= Halsbury's Law Exchange =

Halsbury's Law Exchange is a legal think tank based in the United Kingdom.

== Aims and objectives ==
The think tank states that it aims to contribute to the development of law and the legal sector; to communicate ideas on reform and legal direction to decision-makers and the legal sector; and to promote debate through papers, reports, events, and media pieces. The outfit aims to examine the rule of law, the structure of the legal system, and the development of the legal sector to contribute to the development of an efficient statutory framework to comment on current legal issues that impact society, and to put forward proposals to ensure the law is just.

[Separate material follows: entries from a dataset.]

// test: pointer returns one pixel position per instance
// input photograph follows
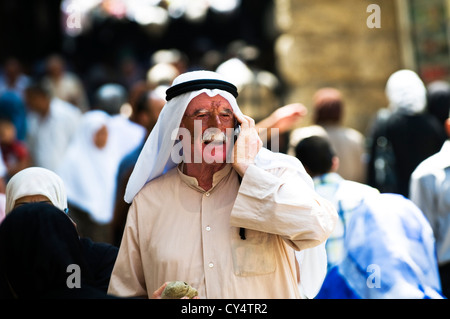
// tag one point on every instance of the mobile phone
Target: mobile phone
(237, 130)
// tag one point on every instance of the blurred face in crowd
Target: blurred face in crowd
(37, 102)
(207, 119)
(101, 137)
(7, 132)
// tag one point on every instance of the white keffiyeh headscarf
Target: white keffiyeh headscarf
(406, 91)
(155, 158)
(36, 181)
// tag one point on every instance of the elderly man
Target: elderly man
(227, 221)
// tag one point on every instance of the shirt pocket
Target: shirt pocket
(254, 255)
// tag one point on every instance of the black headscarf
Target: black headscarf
(37, 244)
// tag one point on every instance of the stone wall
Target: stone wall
(328, 43)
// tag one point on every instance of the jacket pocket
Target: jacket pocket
(254, 255)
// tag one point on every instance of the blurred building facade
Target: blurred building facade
(338, 43)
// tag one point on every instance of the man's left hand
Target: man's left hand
(247, 145)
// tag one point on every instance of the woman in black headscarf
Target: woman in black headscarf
(41, 256)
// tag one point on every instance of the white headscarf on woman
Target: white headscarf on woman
(36, 181)
(155, 159)
(89, 172)
(406, 91)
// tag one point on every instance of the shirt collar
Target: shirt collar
(444, 154)
(193, 183)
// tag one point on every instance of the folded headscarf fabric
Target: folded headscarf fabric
(406, 92)
(390, 254)
(36, 181)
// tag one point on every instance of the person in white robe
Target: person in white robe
(229, 224)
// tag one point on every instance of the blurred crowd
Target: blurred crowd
(89, 129)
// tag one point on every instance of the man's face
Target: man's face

== Research and publications ==
- Environment: International environmental problems are in a legal lacuna; is an international court for the environment now an imperative?
- Corporate: Missed opportunities: did the UK miss a significant opportunity to implement important improving reforms in the recent re-write of its companies’ (legislation? Should it now be making further advances, thus parting with old traditions in favour of supporting modern corporate practices?
- Employment: A proposal for a simpler employee vetting system.
- Family: Does media access to family courts herald a new and potentially damaging era of openness in family proceedings?
- Assisted dying: Proposals to change UK law and advance some suitable conclusions for adoption in this jurisdiction.
- Sovereign immunity: A white paper questioning whether the doctrine of sovereign immunity is still appropriate.